Hi,
I'm analysing a longitudinal gene expression qPCR array study in LIMMA. I have 2 groups with baseline and week 24 measurements. I also have 2 confounding baseline continuous variables that I would like to include in the model.
I found something similar discussed here: https://stat.ethz.ch/pipermail/bioconductor/2013-October/055651.html
But I'm not sure if their confounding variable CES is of the same nature as mine, i.e. only a baseline measure.
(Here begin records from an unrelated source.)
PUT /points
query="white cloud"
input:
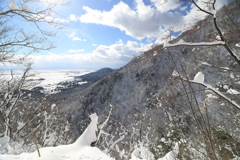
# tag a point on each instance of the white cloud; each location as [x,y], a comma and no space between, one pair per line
[114,56]
[144,21]
[72,35]
[119,41]
[75,51]
[73,17]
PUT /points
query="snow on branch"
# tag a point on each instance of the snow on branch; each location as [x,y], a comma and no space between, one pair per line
[183,43]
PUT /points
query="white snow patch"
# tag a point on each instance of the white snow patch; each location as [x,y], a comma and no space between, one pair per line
[199,78]
[26,8]
[233,91]
[175,73]
[80,149]
[12,5]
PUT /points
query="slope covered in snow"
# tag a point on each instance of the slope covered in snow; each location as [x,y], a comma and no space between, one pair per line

Also this type of analysis is different to many of the less complex studies I've done previously - so I thought I'd check.
Nevertheless I've conducted the analysis as follows and would like to make sure that I'm on the right path.
design<-model.matrix(~0+time:treatment+confound1+confound2)
colnames(design)[3:6]<-c("t1wk0","t1wk24","t2wk0", "t2wk24")
#produces a design matrix that looks like:
confound1 confound2 t1wk0 t1wk24 t1wk0 t2wk24
1 4.611723 5.1 1 0 0 0
2 5.752048 4.9 1 0 0 0
3 3.763428 4.9 1 0 0 0
4 5.328380 5.4 1 0 0 0
5 5.419956 5.1 1 0 0 0
6 4.970347 4.7 0 0 1 0
7 3.857935 4.7 1 0 0 0
8 4.927370 3.3 1 0 0 0
9 5.875061 4.1 1 0 0 0
10 4.580925 4.9 0 0 1 0
11 4.442480 4.3 0 0 1 0
12 4.338456 6.3 0 0 1 0
13 4.611723 5.1 0 1 0 0
14 5.752048 4.9 0 1 0 0
15 3.763428 4.9 0 1 0 0
16 5.328380 5.4 0 1 0 0
17 5.419956 5.1 0 1 0 0
18 4.970347 4.7 0 0 0 1
19 3.857935 4.7 0 1 0 0
20 4.927370 3.3 0 1 0 0
21 5.875061 4.1 0 1 0 0
22 4.580925 4.9 0 0 0 1
23 4.442480 4.3 0 0 0 1
24 4.338456 6.3 0 0 0 1
corfit <- duplicateCorrelation(eset,design,block=patient)
corfit$consensus
#where patient is a categorical variable denoting which patient is which#
fit_adj<-lmFit(eset,design,block=patient,correlation=corfit$consensus)
fit_adj<-eBayes(fit_adj)
#Then pull out the comparisons of interests with specific contrasts:
con.t1<-makeContrasts(t1wk24-t1wk0, levels=design)
con.t2<-makeContrasts(t2wk24-t2wk0, levels=design)
con.t1vt2<-makeContrasts(((t1wk24-t1wk0)-(t2wk24-t2wk0)), levels=design)
#etc
I think this is method is doing okay since the results are making sense and are similar to previous analyses. But I'm concerned that the value of the baseline confounding variables will be repeating in the model for both wk0 and wk24 arrays for a patient, will this interfere with the analysis?
Thanks
What is the patient blocking factor with respect to the other terms? It's hard to know whether it'll interfere or not if it's unspecified.
It's a vector containing the Patient IDs as factors. There's 12 patients with 2 arrays each. You'll notice that the confound1 values repeat at array 13, this is the start of the wk24 arrays.